After gaining a precise understanding of format_to_str
and printf
, you need to modify format_to_str
so that the code below works correctly.
printf("%c is character $", '$');
printf("%c is character 0", (char)48);
printf("%x is integer 1234 in hexadecimal", 1234);
printf("%u is the maximum of unsigned int", (unsigned int)0xFFFFFFFF);
printf("%p is the hexadecimal address of the hello-world string", msg);
printf("%lu is the maximum of unsigned long long", 0xFFFFFFFFFFFFFFFFUL);
Dynamic memory allocation ​
The char buf[512]
in printf
allocates 512 bytes on the stack of printf
to hold the output string generated by format_to_str
. However, the output string can be longer than 512 bytes and, during compile time, the length of the output string is usually unknown. This leads to the need of dynamic memory allocation:
int printf(const char* format, ...) {
/* TODO: calculate the length of the output string as buf_len */
char *buf = malloc(buf_len);
...
terminal_write(buf, strlen(buf));
free(buf);
/* the memory region returned by malloc() is no longer needed */
return 0;
}
In this last part of P0, you need to implement the TODO
above which initializes an integer variable buf_len
as the argument of malloc
, a function provided by stdlib.h
. After malloc
, the buf
pointer holds an address such that the buf_len
bytes starting at this address can be freely used. After invoking free
, this region cannot be used any more.
Heap ​
Before explaining more about malloc
and free
, we explain the heap memory region with the code below which you need to uncomment from hello.c
.
extern char __heap_start, __heap_max;
static char* brk = &__heap_start;
char* _sbrk(int size) {
if (brk + size > (char*)&__heap_max) {
terminal_write("_sbrk: heap grows too large\r\n", 29);
return NULL;
}
char* old_brk = brk;
brk += size;
return old_brk;
}
__heap_start
and __heap_max
are defined in hello.lds
: __heap_start
is the end of the data region (i.e., the end of the .bss
section) while __heap_max
is hard-coded to 0x80200000
, just like the initial stack pointer is hard-coded to 0x80400000
.
The purpose here is to ensure that the heap and stack do not overlap when the heap grows up and the stack grows down, which spawns the concept of break pointer (i.e., the brk
variable above pointing to the end of the heap).
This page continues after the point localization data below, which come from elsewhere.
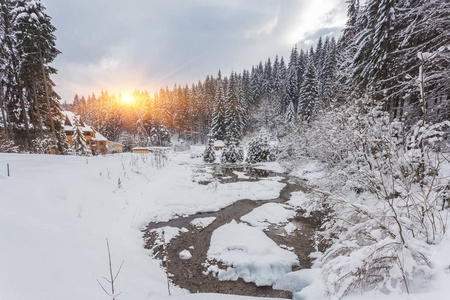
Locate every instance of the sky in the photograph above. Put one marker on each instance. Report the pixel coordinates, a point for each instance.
(121, 46)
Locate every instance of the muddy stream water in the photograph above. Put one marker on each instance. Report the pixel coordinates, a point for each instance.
(188, 273)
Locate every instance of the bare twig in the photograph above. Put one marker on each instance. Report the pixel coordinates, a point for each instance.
(112, 279)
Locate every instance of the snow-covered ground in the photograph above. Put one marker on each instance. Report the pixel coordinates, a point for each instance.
(57, 211)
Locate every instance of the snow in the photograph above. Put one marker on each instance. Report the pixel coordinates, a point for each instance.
(249, 254)
(57, 211)
(270, 213)
(296, 281)
(185, 254)
(201, 223)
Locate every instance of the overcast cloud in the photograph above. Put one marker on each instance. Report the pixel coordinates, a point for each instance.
(121, 46)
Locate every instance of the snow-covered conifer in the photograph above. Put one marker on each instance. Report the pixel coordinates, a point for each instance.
(209, 155)
(259, 148)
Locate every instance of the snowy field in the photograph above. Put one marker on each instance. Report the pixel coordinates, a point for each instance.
(57, 211)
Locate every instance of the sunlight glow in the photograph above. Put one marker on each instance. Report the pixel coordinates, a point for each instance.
(128, 99)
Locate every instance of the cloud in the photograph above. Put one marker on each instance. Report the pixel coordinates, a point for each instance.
(148, 44)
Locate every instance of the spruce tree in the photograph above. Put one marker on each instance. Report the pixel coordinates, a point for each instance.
(259, 148)
(218, 128)
(78, 141)
(209, 155)
(309, 94)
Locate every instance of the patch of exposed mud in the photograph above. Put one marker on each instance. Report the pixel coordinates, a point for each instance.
(188, 273)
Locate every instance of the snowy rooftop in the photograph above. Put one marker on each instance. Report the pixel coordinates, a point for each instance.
(69, 121)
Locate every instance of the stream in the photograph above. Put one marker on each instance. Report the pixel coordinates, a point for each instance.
(187, 273)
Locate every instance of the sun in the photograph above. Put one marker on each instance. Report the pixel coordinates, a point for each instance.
(128, 99)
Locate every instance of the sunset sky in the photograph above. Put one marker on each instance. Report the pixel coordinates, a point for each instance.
(120, 46)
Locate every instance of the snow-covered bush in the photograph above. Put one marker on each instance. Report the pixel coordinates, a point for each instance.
(232, 153)
(259, 149)
(43, 145)
(78, 141)
(7, 144)
(209, 155)
(396, 195)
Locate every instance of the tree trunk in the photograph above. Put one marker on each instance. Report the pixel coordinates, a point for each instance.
(44, 78)
(41, 123)
(25, 119)
(3, 108)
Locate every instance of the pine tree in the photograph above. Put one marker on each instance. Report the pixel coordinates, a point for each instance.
(234, 119)
(218, 125)
(309, 95)
(78, 141)
(209, 155)
(259, 148)
(292, 91)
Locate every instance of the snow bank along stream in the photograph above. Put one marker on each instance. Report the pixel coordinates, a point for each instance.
(244, 248)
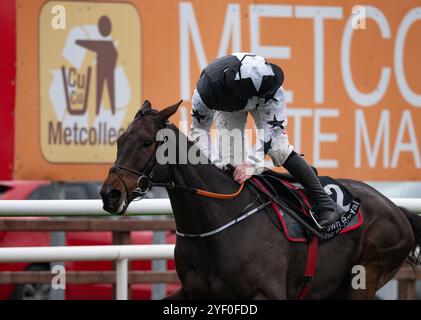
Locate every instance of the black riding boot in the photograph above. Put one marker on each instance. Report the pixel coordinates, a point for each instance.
(326, 209)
As long as the break pointer is lower than the stack pointer, the stack and the heap do not overlap. We simply assume that the stack pointer sp
is never lower than 0x80200000
(i.e., stack size is never larger than 2MB) and the brk
variable is never greater than 0x80200000
.
Malloc and free ​
The initial heap size is 0 since brk
is initialized as __heap_start
and the heap region is defined as [brk, __heap_start)
. Say malloc(512)
is the first time of invoking malloc
. Three things will happen within malloc
:
- Invoke
_sbrk
with an argument greater than512
, say4096
(i.e., 4KB); - With the return value of
_sbrk
, initialize some data structures in the 4KB region; - With the data structures, find
512
bytes in this heap region and return its address.
Say malloc(32)
is invoked next. It is likely that malloc
can find 32 bytes using the data structures without having to invoke _sbrk
again and increase the heap. Upon free
, the data structures are updated so that the freed memory could be reused by a later malloc
. For example, multiple invocations of printf
may use the same memory region to hold the output string (i.e., malloc
returns the same pointer multiple times).
The data structure operations for malloc
and free
are implemented in the stdlib.h
library from the C compiler so that you don't have to know the details, just like you don't have to know the details of itoa
or strcat
. However, you are more than welcome to design your own data structures and write your own malloc
and free
functions.
Accomplishments ​
You have finished reading library/libc
in egos-2000. You also get the intuition behind library/elf
which initializes the 4 memory regions for a program, given the executable file of this program in the ELF format.